Marjorie Stelmach

Time and the Rain

Outside, the wind churns the bushes and rattles the screen.

Inside, the child on the playroom floor is stringing wooden beads

into a necklace. As she works, she is learning to link the sound

of rain to the warmth of her room and both to the nameless

rush of blood that deliciously shivers her skin. Her work

has begun: she’s tuning her heart to the purl of time.

Already she knows how to thread the moment just over

to the one to come. Soon will begin the harder work

of aligning the visible world with the one that vibrates

behind it unseen. The child is young. The world is stern.

The rain bears down.­­

 

The old woman’s room looks over the courtyard, its window

wide to the springtime rain. The sill is soaked, but her eyes

are weak and she doesn’t notice. She finds the song of the rain

soothing. Especially lately, when she is so often alone.

This morning, she pages through photo albums searching

for faces that fit with her memories, turning face after face

to the light, then folding them back into the dark. Some days,

she’s sure there has been a mistake, that these books belong

to someone else. Someone old. Most days, she knows

this is not the case and she must try harder. From the courtyard,

she hears the hum of machines at work on the hedges and lawns,

the steady purr of ongoing industry—such a safe sound.

Or maybe it’s raining.

Beads lie scattered on the playroom floor. The child is weary

of playing. Each bead needs her full attention, and it’s hard—

all these shapes and colors, though oddly their holes are all

the same hole. Time is teaching the child-stringing-beads

to construct her one life. Mistakes will occur, so the child

must learn, too, the difficult art of forgiving herself

for the future.

The old woman dozes over a book of somebody’s past.
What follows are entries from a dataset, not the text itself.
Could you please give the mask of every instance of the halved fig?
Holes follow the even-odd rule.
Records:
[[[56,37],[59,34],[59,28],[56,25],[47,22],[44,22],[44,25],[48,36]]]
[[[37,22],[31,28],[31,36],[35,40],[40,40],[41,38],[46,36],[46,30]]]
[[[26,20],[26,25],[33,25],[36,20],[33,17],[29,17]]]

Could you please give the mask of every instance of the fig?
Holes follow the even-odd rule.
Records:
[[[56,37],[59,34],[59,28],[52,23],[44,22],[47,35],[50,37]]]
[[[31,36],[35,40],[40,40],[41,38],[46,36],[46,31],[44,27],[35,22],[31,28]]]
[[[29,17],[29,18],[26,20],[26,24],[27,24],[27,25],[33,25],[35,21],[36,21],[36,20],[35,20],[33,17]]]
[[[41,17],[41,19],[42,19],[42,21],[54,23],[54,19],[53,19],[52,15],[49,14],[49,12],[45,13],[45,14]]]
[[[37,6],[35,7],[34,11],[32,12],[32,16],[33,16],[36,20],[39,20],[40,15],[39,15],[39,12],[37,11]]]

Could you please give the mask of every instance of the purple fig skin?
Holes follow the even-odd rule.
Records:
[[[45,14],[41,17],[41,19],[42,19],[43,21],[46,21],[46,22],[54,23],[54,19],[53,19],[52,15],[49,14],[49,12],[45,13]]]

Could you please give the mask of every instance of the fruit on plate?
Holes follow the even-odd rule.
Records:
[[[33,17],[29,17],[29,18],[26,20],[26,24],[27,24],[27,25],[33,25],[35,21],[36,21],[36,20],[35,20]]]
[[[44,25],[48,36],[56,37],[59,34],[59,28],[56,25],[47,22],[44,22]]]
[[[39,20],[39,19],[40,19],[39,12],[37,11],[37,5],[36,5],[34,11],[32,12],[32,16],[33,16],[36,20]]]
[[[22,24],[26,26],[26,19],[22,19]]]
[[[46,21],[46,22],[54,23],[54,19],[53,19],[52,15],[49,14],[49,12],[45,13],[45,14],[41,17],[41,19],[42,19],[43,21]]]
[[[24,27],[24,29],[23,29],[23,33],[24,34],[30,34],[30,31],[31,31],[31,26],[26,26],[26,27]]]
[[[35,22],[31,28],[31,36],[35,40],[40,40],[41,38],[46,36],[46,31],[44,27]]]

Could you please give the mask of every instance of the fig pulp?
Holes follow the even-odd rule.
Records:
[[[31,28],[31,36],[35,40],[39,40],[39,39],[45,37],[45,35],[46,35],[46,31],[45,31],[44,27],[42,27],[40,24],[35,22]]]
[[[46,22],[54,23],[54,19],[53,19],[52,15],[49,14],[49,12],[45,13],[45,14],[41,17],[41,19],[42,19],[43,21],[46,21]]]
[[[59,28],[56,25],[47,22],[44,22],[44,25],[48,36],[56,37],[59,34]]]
The child has completed her necklace. She’s napping now.

Both will wake in a world washed clean of faces.

For a few soft moments this will not be frightening.

Then it is frightening again. Both will call out. One mother

will answer. In her room overlooking the courtyard,

the woman hears the last of the raindrops fall in a growing

silence. The sound is easeful. It seems to have come

from a long way off—her playroom, her wooden beads,

the voice of her mother. She knows she is losing the thread

of her past, but she smiles to herself. Her time on earth

has taught her the world is forgiving. She knows the world

will forgive her for going.

 

The Voice

In other people’s dreams I appear in doorways.

I always know something they should know—

lines I wrote in a poem over thirty years ago.

It was true back then. I had a gift, of sorts.

Family, friends, students, distant relatives:

You were in my dream last night, they’d tell me.

Not so much these days. With age, I’ve lost the ease

that let me move through dream worlds not my own.

As for my own dreams, they’re meagre of late

and gone before breakfast. Only twice in my life

has a dream message come.

The first time, I was nine—the year my mother died.

We were in a rowboat at night on a black lake

lashed by winds so furious I almost didn’t hear her

when she said she needed me to help her row.

I didn’t move or say a word. I knew when we capsized,

as I was sure we would, that the fault would be

entirely my own.

Gusts tore my hair, tossing it across my eyes until

I couldn’t see her at the oars. Was I in that boat alone?

But then, above the wind, I heard her voice:

Don’t worry. Nothing you do could be wrong.

That’s it. I woke. My life went on.

In the second dream, lost in a labyrinth of streets—

graffitied walls, the sound of screams, a sky

that could only mean the end of time—I heard

at my shoulder my brother’s quiet laugh

and a voice I thought I’d lost forever:

Don’t be afraid, I know the way home.

Then, Jim and the dream were gone.

 

Nothing more has come to me from the dreamworld

As for my guest appearances bearing warnings,

comfort, wise advice, they’re over now. Still, perhaps

I’ll stand one day, a ghost in a familiar room,

and a voice will say,

I had the strangest dream last night.

I don’t remember much, only how afraid I was.

 

Then a figure appeared in a doorway. I couldn’t

make out the face, but just before I woke,

 

she—it was a she—took my hand. And spoke.

I almost recognized the voice.


Marjorie Stelmach is the author of seven volumes of poems, most recently, Walking the Mist (Ashland Poetry Press, 2021) and The Angel of Absolute Zero (Cascade 2022). In addition to Innisfree, her work has appeared in American Literary Review, Baltimore Review, Gettysburg Review, Hudson Review, Image, Poet Lore, Prairie Schooner, Water-Stone Review, and others.